At least those drivers’ inflation expectations are well anchored. If they weren’t, there would be a rush on gas today because we’d all be thinking it would be more expensive tomorrow — the dreaded self-fulfilling prophecy.
They were hoping to wait inflation out. That’s not totally unreasonable in the long term, given the volatility in energy prices over time and the resolve of central banks to stabilize prices again. But in the short term, those drivers found themselves stuck.
Freeland has been following the same path — hoping, perhaps beyond reason, that inflation will pass. It’s only now that she is contemplating new measures that could alleviate the harms of inflation.
She’s looking at pushing the private sector to increase productivity, she’s looking at supply chain disruptions, she’s looking at how best to support the most vulnerable. And yes, she is also looking at gas taxes and whether some kind of temporary relief would be better than nothing.
“As far as the gas tax question is concerned, it’s not to be ruled out. The question is, will it have an impact, will it have a meaningful impact, a direct impact in the way that some, including Conservative politicians, say that it will,” MP Peter Fragiskatos, parliamentary secretary to the Minister of National Revenue, told CBC’s Power and Politics on Wednesday.
After six months of dismissing the federal Conservatives’ relentless push for cuts to gas taxes, the Liberals have allowed it on the table as an option among others, to perhaps consider, one day.
The Conservatives say cutting the federal excise tax would save drivers 10 cents a litre for regular gas, and four cents a litre for diesel. Cutting the carbon tax would remove 11 cents a litre in provinces where the federal government imposes its federal fuel charge (Alberta, Saskatchewan, Manitoba, Ontario, New Brunswick). And subtracting the GST would take off eight cents a litre.

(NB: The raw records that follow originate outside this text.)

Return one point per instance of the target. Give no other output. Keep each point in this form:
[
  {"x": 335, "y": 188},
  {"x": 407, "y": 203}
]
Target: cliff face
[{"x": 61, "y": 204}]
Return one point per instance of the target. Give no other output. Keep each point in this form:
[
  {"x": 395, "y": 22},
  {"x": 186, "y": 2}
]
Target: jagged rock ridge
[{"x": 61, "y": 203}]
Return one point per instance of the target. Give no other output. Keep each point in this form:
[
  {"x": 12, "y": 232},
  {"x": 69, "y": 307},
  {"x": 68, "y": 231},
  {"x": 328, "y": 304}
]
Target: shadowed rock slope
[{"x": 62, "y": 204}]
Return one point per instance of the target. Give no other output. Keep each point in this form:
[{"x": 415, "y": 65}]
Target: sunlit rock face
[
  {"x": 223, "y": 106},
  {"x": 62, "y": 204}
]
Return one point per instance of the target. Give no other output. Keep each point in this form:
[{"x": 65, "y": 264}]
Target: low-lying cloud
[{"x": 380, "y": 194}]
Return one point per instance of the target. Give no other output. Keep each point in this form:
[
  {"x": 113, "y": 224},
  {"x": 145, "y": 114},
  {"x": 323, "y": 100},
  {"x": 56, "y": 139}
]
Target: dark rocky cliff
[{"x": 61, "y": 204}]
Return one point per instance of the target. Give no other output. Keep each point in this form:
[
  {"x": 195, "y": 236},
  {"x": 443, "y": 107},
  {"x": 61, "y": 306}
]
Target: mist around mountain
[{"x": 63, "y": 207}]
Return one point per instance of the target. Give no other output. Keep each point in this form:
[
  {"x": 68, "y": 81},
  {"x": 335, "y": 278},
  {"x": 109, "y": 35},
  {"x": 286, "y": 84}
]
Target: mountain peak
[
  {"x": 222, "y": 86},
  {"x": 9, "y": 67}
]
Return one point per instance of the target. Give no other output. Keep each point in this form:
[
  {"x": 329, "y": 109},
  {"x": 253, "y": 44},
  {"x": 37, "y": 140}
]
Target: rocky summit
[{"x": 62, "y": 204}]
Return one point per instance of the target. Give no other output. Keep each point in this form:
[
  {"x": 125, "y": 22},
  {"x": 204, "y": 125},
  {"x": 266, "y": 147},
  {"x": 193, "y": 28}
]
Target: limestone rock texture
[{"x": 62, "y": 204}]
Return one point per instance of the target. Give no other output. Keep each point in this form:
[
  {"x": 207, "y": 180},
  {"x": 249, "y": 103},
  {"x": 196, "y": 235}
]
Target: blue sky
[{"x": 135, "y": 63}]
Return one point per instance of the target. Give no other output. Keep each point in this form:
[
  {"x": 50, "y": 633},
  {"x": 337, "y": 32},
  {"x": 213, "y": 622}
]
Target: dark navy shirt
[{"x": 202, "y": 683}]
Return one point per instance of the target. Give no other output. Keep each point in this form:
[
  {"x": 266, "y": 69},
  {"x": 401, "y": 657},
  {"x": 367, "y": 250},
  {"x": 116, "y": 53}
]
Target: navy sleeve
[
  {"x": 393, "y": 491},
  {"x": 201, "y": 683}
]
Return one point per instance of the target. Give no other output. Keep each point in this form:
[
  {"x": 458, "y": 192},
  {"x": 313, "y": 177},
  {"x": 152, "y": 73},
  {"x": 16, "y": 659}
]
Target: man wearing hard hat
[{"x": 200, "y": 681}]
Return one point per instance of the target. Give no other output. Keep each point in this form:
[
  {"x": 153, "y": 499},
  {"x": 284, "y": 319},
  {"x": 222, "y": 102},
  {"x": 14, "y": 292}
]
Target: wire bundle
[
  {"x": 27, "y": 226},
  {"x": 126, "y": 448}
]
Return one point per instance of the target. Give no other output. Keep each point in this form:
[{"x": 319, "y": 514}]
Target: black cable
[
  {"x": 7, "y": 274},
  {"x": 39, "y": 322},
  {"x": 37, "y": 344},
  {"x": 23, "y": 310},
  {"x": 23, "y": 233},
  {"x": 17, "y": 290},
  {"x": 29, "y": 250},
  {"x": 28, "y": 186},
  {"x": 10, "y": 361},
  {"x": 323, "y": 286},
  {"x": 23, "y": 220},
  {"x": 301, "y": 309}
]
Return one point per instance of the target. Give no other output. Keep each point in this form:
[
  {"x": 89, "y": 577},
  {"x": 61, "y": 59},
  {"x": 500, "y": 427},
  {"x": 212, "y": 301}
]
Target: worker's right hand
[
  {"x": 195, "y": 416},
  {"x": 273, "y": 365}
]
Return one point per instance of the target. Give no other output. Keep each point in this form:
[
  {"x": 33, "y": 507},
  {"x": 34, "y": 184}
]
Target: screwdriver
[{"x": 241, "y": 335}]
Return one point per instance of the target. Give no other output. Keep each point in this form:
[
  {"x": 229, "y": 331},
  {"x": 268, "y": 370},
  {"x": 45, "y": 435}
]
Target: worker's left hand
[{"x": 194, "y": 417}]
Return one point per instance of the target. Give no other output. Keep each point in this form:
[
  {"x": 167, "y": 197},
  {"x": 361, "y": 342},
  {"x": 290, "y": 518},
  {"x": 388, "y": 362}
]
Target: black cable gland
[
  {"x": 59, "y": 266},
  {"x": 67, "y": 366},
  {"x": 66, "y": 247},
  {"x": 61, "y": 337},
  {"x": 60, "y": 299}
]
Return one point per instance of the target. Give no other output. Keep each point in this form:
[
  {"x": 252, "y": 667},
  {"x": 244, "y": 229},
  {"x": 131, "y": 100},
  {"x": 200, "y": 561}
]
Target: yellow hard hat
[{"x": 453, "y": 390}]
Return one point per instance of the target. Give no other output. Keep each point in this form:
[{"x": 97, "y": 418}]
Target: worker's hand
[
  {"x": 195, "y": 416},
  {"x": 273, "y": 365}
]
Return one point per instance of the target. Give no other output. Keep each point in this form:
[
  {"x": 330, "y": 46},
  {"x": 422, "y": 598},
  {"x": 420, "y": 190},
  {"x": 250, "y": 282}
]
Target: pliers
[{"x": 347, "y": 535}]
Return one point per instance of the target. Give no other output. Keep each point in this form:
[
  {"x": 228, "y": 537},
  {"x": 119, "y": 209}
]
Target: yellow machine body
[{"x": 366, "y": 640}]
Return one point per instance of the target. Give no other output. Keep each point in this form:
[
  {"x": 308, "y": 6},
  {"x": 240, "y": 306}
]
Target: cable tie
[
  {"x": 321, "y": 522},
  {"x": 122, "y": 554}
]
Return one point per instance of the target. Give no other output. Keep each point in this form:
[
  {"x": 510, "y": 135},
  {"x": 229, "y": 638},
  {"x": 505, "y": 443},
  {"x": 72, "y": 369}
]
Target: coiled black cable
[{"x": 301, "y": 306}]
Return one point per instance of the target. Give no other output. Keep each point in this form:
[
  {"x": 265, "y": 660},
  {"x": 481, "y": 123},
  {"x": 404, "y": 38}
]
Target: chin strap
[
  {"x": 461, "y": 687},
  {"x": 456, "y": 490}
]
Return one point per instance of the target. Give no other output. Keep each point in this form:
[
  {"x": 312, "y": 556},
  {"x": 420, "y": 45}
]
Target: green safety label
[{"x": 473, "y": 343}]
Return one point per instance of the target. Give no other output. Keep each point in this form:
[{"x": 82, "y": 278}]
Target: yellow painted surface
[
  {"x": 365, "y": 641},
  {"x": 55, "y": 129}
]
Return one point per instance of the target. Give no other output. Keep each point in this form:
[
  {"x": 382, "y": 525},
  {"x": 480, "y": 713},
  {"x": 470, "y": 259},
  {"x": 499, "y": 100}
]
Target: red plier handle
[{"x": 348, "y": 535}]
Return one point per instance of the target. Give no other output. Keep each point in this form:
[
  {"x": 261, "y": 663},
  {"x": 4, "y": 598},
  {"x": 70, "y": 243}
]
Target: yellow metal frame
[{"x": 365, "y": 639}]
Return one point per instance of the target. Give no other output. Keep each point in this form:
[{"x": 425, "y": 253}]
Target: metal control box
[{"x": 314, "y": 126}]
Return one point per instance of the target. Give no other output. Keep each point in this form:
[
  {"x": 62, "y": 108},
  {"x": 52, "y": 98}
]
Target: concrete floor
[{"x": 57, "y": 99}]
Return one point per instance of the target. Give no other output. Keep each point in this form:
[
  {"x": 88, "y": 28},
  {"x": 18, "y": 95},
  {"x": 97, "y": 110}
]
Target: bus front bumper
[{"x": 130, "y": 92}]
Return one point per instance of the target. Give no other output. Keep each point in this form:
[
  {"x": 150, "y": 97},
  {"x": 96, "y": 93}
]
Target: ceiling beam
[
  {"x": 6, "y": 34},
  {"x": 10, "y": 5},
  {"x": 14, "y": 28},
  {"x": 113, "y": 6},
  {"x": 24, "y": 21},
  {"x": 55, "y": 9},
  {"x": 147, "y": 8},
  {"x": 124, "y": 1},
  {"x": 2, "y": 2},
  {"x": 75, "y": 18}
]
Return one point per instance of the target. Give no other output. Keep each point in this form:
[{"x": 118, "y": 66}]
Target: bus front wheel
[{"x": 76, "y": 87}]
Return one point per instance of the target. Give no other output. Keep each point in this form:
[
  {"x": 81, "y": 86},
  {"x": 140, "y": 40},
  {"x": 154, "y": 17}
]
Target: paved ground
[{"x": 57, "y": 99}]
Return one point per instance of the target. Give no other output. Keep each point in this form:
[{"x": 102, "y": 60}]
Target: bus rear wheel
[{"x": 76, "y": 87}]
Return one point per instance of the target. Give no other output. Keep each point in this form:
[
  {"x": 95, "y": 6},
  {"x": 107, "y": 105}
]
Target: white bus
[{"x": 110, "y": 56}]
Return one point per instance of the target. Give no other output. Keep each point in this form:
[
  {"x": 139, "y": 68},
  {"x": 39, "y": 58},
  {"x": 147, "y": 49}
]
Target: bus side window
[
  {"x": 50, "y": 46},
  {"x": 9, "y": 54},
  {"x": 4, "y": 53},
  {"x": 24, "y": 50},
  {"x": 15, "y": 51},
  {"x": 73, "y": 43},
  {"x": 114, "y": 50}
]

Their argument is that a temporary reprieve on gas tax would have an immediate effect on prices and would come at a time when the federal government can live without the tax revenue, since it is gushing in from the corporate sector right now.
The Liberals have resisted, arguing they don’t want to do anything that jeopardizes their ability to use taxes to force down greenhouse gas emissions, and besides, they can’t be sure the gas companies will pass along the savings to consumers. Plus, why put more money into the hands of consumers when the Bank of Canada is moving in exactly the opposite direction to control inflation?
But there’s a real-life experiment in Alberta right now, and it appears to be working. The province cut its 13-cents-a-litre tax in April.
Before then, gas prices in that province were rising hand-in-hand with the other provinces, Statistics Canada says. After it cut the tax, gas prices continued to rise but not by nearly as much. In May, gas in Alberta was up 31.2 per cent on the year. The national average was 48 per cent. In Ontario, gas was up 51.5 per cent.
Politicians of all stripes in Alberta and Ottawa alike are poring through research by University of Calgary economist Trevor Tombe. He found prices these days are 11.5 cents a litre lower in Alberta than the national average.
But Tombe doesn’t stop there. Alberta was able to drive down the price because it is a small market, he says in an interview. Canada is larger and the effect may be to actually increase demand, he says, which dilutes the downward pressure on prices.
More importantly, he points out that if Ottawa got rid of its excise tax on gas, it would miss out on $500 million a month. And it’s important for the federal government to decide whether drivers are the best recipients of that foregone revenue, or would it be better targeted on those who really need help with higher costs.
“Personally, I don’t think it’s advisable,” he said.
Tombe isn’t a retail politician though, and the pressure on Freeland mounts with every new release of the consumer price index showing an acceleration of inflation. And so, the gas tax idea is now in the mix, along with other proposals that may eventually see the light of day if inflation persists.
For now, though, plan A is to stick with existing policy and wait for inflation to go away — kind of like those motorists calling CAA from the side of the road. With economists projecting a peak many months from now, there’s only so long Freeland can chug along on policy fumes.